In many ways, Michael L. Benedum’s life is a quintessential American story. He grew up in humble beginnings, where the virtues of patience, humility, integrity, and empathy were woven into the fabric of his being. Devoted to his family, his community, and God, he was a pioneer, a self-made entrepreneur, and an innovator. Never one to dwell on the past, he always looked to the future. His is a story of achieving success through hard work, determination, and ingenuity. It is a West Virginia story—one upon which the Claude Worthington Benedum Foundation is built.
The Making of the Man
Michael Late Benedum was born in Bridgeport, West Virginia, in 1869, four years after the end of the Civil War. “Mother always had great expectations for Mike,” said Michael Benedum’s sister Sophia, when interviewed in 1951 by Columbia Center for Oral History. “An old gypsy came through one time, and she told my mother that this son would become a great man. She never forgot it.”

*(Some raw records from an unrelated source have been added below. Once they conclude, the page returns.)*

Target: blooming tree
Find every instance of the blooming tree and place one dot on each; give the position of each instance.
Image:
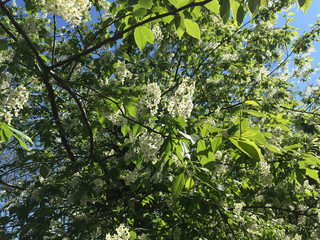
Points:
(167, 119)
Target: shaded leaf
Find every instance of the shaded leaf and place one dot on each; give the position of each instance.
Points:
(178, 185)
(192, 28)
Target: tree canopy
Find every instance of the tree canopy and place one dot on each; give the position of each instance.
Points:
(166, 119)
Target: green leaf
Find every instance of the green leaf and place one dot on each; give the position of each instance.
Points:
(136, 129)
(139, 11)
(178, 185)
(130, 107)
(274, 149)
(247, 147)
(3, 44)
(179, 3)
(313, 174)
(234, 8)
(44, 171)
(250, 102)
(193, 138)
(142, 35)
(6, 132)
(255, 113)
(133, 235)
(189, 183)
(264, 3)
(225, 10)
(21, 134)
(248, 134)
(253, 6)
(240, 15)
(192, 28)
(102, 119)
(22, 143)
(301, 3)
(125, 129)
(201, 146)
(216, 142)
(146, 3)
(311, 160)
(306, 5)
(213, 6)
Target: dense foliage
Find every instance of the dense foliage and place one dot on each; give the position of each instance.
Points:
(167, 119)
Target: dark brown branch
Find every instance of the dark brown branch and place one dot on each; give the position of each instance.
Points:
(296, 212)
(300, 111)
(54, 39)
(119, 35)
(24, 35)
(55, 113)
(120, 109)
(11, 186)
(8, 32)
(81, 108)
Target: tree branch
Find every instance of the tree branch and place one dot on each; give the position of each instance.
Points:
(119, 35)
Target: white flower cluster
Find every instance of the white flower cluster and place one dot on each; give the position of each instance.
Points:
(70, 10)
(131, 176)
(265, 175)
(152, 98)
(13, 102)
(238, 207)
(150, 144)
(158, 36)
(105, 5)
(122, 72)
(122, 233)
(117, 118)
(181, 103)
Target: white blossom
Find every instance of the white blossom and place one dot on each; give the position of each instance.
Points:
(150, 144)
(181, 103)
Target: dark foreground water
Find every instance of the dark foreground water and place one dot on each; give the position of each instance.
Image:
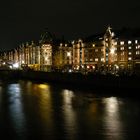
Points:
(30, 110)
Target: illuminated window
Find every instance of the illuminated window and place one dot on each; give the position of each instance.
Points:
(122, 53)
(122, 42)
(122, 48)
(115, 43)
(68, 54)
(96, 50)
(129, 42)
(102, 59)
(136, 41)
(137, 52)
(96, 59)
(102, 50)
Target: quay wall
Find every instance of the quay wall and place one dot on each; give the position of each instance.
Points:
(75, 79)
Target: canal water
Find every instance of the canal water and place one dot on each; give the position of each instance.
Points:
(35, 110)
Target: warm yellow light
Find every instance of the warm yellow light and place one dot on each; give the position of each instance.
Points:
(112, 50)
(68, 54)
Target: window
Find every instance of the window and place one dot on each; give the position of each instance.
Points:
(102, 59)
(115, 43)
(96, 50)
(122, 53)
(122, 42)
(137, 52)
(96, 59)
(129, 42)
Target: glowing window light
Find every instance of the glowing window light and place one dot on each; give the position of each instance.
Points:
(112, 50)
(68, 54)
(129, 42)
(96, 59)
(122, 42)
(102, 59)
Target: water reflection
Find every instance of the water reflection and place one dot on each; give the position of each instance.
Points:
(16, 113)
(69, 114)
(112, 123)
(42, 111)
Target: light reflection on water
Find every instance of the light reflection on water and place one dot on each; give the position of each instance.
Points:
(43, 111)
(112, 123)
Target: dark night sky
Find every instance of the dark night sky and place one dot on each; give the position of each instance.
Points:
(25, 20)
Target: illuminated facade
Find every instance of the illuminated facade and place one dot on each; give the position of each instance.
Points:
(107, 53)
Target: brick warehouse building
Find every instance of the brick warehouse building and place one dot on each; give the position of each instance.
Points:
(111, 51)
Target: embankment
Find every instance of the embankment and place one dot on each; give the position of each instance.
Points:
(75, 79)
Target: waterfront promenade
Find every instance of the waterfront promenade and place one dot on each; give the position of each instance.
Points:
(75, 79)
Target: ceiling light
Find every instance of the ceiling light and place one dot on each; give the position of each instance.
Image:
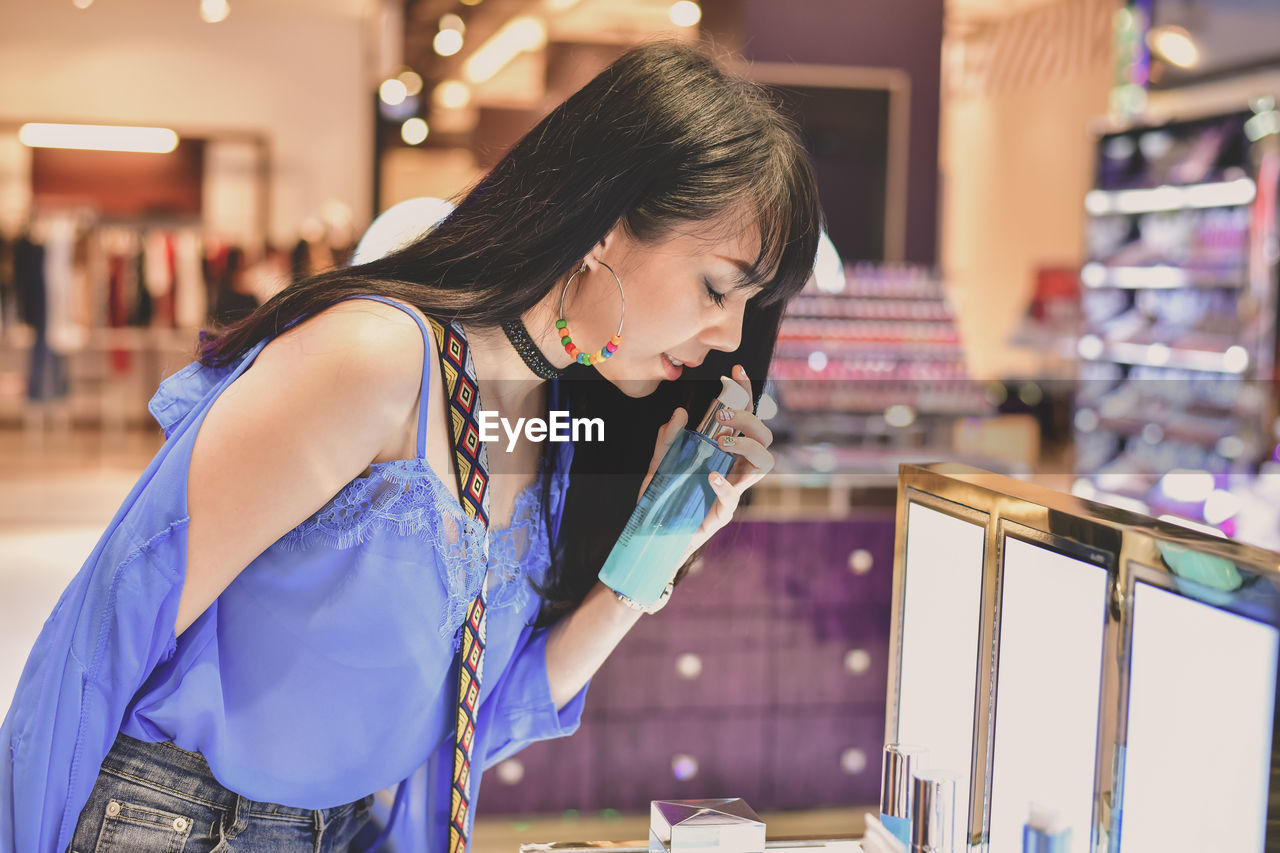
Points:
(214, 10)
(1174, 45)
(447, 42)
(392, 91)
(411, 80)
(685, 13)
(414, 131)
(99, 137)
(519, 35)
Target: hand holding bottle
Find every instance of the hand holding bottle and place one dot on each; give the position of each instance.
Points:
(694, 484)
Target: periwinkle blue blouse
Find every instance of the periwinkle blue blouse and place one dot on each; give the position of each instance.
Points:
(323, 673)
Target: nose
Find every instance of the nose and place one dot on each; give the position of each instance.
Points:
(725, 328)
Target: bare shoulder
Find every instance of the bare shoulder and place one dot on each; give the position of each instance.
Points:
(364, 336)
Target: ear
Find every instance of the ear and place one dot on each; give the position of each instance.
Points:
(606, 249)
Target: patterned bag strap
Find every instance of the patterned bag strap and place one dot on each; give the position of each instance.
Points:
(471, 461)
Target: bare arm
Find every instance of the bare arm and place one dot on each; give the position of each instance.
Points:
(316, 406)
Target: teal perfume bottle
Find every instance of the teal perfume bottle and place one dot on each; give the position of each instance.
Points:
(673, 506)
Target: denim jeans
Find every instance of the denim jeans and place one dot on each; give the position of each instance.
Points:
(154, 797)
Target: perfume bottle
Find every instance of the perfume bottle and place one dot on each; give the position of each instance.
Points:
(933, 812)
(896, 789)
(673, 506)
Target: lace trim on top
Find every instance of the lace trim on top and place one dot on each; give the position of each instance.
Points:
(407, 498)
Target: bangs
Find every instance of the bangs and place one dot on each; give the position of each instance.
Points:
(789, 219)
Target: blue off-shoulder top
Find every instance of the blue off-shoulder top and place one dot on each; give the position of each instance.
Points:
(325, 671)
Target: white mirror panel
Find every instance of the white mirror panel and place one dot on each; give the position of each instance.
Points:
(938, 661)
(1201, 708)
(1047, 692)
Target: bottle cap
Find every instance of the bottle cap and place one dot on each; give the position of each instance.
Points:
(732, 396)
(896, 779)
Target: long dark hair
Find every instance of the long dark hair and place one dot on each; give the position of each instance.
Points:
(663, 137)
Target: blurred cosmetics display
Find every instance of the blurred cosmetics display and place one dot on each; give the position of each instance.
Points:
(871, 365)
(1179, 297)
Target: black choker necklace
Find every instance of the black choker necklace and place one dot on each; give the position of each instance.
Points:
(529, 351)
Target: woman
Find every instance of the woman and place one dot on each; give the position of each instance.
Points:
(268, 630)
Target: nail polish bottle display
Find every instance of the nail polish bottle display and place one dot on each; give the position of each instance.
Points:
(673, 506)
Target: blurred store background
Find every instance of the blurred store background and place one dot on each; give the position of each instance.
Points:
(1054, 251)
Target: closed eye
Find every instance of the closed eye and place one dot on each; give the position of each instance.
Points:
(713, 293)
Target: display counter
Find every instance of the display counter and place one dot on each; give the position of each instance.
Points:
(1054, 655)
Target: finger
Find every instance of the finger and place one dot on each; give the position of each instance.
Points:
(746, 423)
(739, 374)
(758, 457)
(722, 509)
(666, 438)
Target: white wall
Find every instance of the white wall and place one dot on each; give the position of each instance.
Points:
(293, 71)
(1016, 159)
(1016, 167)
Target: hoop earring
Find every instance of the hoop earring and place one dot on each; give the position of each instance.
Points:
(567, 340)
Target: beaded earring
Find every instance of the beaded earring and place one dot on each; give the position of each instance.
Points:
(567, 340)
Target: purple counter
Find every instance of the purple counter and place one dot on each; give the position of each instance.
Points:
(764, 678)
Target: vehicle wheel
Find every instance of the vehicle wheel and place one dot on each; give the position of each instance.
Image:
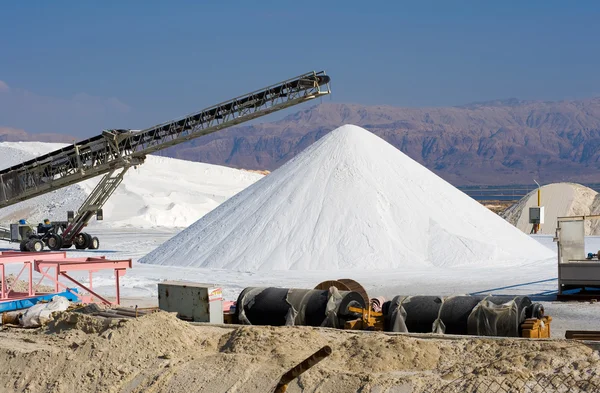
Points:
(83, 241)
(35, 245)
(94, 243)
(54, 242)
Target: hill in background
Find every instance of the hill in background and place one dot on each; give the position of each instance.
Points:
(497, 142)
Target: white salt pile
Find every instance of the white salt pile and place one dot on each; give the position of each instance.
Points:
(163, 192)
(349, 201)
(559, 200)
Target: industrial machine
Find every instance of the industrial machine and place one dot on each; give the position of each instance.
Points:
(113, 152)
(578, 273)
(338, 307)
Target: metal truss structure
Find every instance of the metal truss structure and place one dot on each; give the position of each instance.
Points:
(116, 149)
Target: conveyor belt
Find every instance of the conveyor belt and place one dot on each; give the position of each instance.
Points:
(115, 149)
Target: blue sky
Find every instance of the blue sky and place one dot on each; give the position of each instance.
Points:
(77, 67)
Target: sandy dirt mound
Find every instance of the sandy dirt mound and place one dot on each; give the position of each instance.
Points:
(158, 353)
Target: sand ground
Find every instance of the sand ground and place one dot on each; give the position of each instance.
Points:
(159, 353)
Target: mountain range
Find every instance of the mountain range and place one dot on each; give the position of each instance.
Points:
(498, 142)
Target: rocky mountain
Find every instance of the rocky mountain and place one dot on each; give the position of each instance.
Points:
(497, 142)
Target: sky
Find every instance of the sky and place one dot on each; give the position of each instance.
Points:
(77, 67)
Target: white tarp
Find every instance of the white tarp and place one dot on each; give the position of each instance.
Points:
(40, 313)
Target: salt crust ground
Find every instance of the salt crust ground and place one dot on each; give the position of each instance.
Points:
(159, 353)
(163, 192)
(351, 201)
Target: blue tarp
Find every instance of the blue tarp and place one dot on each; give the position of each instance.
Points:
(20, 304)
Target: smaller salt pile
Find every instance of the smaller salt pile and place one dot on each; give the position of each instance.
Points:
(559, 200)
(349, 201)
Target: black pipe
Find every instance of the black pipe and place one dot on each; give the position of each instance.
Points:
(273, 306)
(423, 311)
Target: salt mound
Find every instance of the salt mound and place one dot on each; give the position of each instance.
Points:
(349, 201)
(163, 192)
(559, 200)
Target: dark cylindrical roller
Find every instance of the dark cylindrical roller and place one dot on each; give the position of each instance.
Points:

Their father, Emanuel, who at one time had been mayor of Bridgeport and justice of the peace, had hoped that Mike, as he was called, would follow in his friend General Thomas “Stonewall” Jackson’s footsteps and attend West Point. But during the 1880s, the Benedums were struggling financially. They sold their general store and one of their three farms. In order to contribute financially to the family, at the age of 16, Mike, who had the equivalent of an eighth grade education, got a job working 12-hour days at a flour mill making $16 a month. Two years later, he became a manager making $35 a month at a neighboring mill. He worked there until his coat sleeve got caught in the gears of the grinding mill, mangling his arm. After recovering from this traumatic experience, he became a salesman for a milling machinery company, where he learned that salesmanship was one of his skill sets.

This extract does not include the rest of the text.